With The Call of Cthulhu, I actually kept forgetting that I was watching a modern silent film. It’s a true homage to that era. The visuals were great, loved the dated animation and set pieces. The acting was on point, you know, over the top expressionism and such.
It’s a simple and brief journey back in time. With that being said, if no one could make another silent film, that would be great.
Straight up, this is a totally fun movie and the title itself really pigeon holes it because it’s basically all the Universal monsters.
This is the first Abbott and Costello film I’ve ever seen and I actually found it to be quite funny. It’s a simple story but I think that works really well with the style of humor.
The only parts I waver on from time to time is The Monster played by Glenn Strange (he’s just okay) and the visual effects which are interesting. The visual effects kind of employ some very dated animation transitions which are definitely shitty but also fucking amazing.
All in all, enjoyed this way more than I expected to. It aims sort of high and hits sort of high.
A lot of the humor in The Host didn’t particularly appeal to me as I thought the overarching drama kind of weighed that down. I recognize it as somewhat intentional but I’m writing many of these scenes off as awkward.
Some of the attempts at dark humor were in regards to how the father figure was dealing with grief. We have these really unforgiving family members that subsidize their morbid humor under the veil of 80’s style espionage gags. I think back to the scene where they’re all disguised, paying off the officer or whoever with a bag of coins and that scene just doesn’t tie into the rest of the films tone.
Another aspect I didn’t care for was the CGI monster. I’m not saying they skimped on the CGI but I was definitely not impressed.

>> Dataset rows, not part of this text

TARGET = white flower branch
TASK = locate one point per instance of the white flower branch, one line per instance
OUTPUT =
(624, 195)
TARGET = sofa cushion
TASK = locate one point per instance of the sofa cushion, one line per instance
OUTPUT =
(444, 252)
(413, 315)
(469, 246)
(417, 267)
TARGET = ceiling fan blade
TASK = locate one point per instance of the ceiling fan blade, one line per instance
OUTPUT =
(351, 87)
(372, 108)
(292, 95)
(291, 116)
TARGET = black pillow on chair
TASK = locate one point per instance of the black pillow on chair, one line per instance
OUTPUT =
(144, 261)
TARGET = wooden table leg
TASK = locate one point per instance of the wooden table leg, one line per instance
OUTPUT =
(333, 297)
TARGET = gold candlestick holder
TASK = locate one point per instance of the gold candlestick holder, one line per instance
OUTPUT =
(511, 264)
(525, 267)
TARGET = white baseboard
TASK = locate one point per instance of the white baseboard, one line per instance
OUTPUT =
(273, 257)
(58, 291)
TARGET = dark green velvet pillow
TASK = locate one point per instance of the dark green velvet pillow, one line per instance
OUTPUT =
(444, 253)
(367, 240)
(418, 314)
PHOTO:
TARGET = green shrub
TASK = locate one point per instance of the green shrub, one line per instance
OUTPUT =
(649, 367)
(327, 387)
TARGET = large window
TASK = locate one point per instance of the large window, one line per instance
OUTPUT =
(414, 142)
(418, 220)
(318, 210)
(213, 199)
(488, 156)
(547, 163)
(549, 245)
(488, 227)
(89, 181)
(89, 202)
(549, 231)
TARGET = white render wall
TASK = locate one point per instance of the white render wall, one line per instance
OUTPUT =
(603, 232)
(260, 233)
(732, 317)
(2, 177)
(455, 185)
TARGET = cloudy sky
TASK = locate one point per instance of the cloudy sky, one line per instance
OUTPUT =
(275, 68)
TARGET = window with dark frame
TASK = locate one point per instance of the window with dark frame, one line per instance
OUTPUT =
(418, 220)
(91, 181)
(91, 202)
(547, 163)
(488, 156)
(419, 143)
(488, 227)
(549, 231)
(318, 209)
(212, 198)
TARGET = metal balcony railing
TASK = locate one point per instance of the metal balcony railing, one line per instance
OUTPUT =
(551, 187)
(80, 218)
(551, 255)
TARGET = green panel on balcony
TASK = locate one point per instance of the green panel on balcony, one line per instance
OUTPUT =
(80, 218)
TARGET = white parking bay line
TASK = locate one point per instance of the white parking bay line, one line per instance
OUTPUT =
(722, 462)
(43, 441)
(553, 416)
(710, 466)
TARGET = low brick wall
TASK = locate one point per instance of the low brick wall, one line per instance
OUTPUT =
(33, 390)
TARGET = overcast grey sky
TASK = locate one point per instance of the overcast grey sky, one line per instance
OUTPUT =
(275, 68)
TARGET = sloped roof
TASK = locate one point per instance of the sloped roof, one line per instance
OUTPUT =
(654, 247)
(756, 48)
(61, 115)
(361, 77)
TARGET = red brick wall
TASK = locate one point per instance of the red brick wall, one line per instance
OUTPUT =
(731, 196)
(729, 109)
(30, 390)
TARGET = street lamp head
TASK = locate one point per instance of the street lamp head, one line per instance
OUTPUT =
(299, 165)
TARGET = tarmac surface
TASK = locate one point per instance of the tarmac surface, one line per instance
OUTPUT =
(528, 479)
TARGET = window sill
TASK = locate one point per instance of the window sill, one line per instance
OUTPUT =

It rudely interjected the films beautiful photography and I just can’t forgive CGI water effects on top of naturally beautiful water effects.
One thing I did love was the films statement on Americans interjecting into foreign affairs. I thought it was both subtle and deliberate. In the copy I watched, after the brain procedure on one of the characters, the subtitles seemed to purposefully vanish during the translation scene and it was just amazing. The film follows up that with a few more clever jabs to make it a successful and also significant overarching theme.
Overall, I’d say The Host seems a bit jumbled to me personally but I can absolutely see the appeal. It’s a very capable and intelligent film that I think, at the very least, warrants a discussion.
Hands down the best universal monster movie I’ve seen so far. I was straight drooling over those set pieces.
Boris Karloff is the only Monster in my mind. I would even consider this film to be family friendly as he’s the sweetest version of himself. There’s no really complex character development but The Monster is undoubtably more self aware which makes the entire film more engaging.
I don’t really have any complaints, it doesn’t get much better than this for horror in the 1930’s.
I’m done! 365 movies in 365 days!
This movie unfortunately was terrible but also not terrible enough to entertain via its shittiness. Someone gave this a decently sizable budget for CGI, what a poor investment.
Alright, well, this wasn’t that great but I still love these universal monster set pieces. The special effects from this era are always entertaining, even though I know many feel the opposite.
I guess my biggest complaint would be The Monster. They were really missing Boris Karloff. This other guy really wasn’t impactive in the role.
Other than that, it’s just kind of a silly film. I think it’s meant to be fun but I enjoyed Son of Frankenstein way more.